Glitches & Fixes channels bright lights, big city

April 6, 2011, 1:00 am

Popular culture, burned as it is onto the backs our retinae, doesn’t need an introduction. For instance, a single red hump from the McDonald’s arch sends some salivating like Pavlov’s dog, and Justin Bieber’s hair effectively stands in for the boy, the myth, the legend. Therefore, abstracting pop, as David Ryan does in Glitches & Fixes, is a natural, if very elegant, progression. 


Ryan, who perhaps tellingly lives and works in entertainment capital Las Vegas, Nev., knows the inexorable draw of pop culture as fed to us through advertisements. He also knows that the draw remains even when those familiar signifiers have been chopped and screwed. 
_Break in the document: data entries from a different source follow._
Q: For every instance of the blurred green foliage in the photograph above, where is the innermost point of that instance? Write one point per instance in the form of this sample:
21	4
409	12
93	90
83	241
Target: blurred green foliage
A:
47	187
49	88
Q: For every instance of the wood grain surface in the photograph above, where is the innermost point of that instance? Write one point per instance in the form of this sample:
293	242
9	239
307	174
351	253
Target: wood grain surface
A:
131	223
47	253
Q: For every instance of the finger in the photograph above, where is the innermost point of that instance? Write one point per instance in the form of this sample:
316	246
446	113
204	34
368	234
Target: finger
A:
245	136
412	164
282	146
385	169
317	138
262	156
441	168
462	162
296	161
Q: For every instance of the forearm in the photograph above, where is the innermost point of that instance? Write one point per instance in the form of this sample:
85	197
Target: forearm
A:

Brightly colored acrylic-on-Corafoam assemblages make up his Glitches & Fixes. Ryan expertly cuts, fits together and layers like-and-unlike colors of lightweight, high-density fiberboardish material to create swirly, 3-D works that have a painterly feel—although each swipe of color is surely much more laborious. The interstices come off like careful pencil etches from a distance and feats of architecture up close. 


The final product looks as if a pie chart, a Venn diagram and a 3-D bar graph got into a bar fight, resulting in a slurry of information that’s difficult to access, but whose upshot carries more comprehensive insight than the sum of its charts. 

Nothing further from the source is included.